Italian writer (1921–2021)

Luisa Adorno, pseudonym of Mila Curradi (2 August 1921 – 12 July 2021) was an Italian writer and teacher.

==Biography==
Adorno spent her career as a secondary school teacher. She collaborated with the magazines Il Mondo, Paragone, L'Indice dei libri del mese, Abitare, and Italianieuropei. In 2005, she was a judge for the Premio Brancati.

In 1963, Adorno was awarded the Premio Alpi Apuane.

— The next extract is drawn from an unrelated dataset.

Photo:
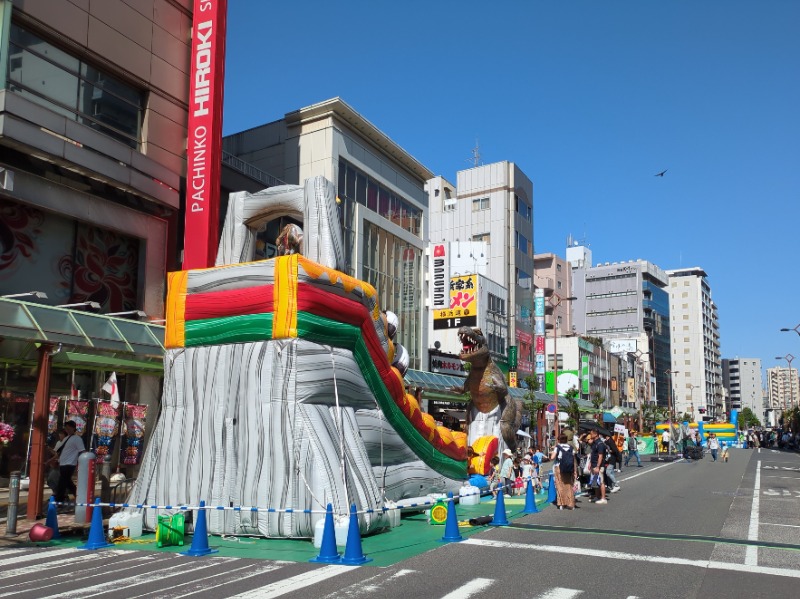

In 1985, she was given the Premio Prato-Europa and the Premio nazionale letterario Pisa for Le dorate stanze.[3 Italian] In 1990, she won the Viareggio Prize for Arco di luminara. In 1999, a collection of her works was housed in the Archivio di Stato di Firenze, where it remains to this day. That same year, she was awarded the Premio Vittorini for Sebben che siamo donne. In 2001, she became a Grand Officer of the Order of Merit of the Italian Republic.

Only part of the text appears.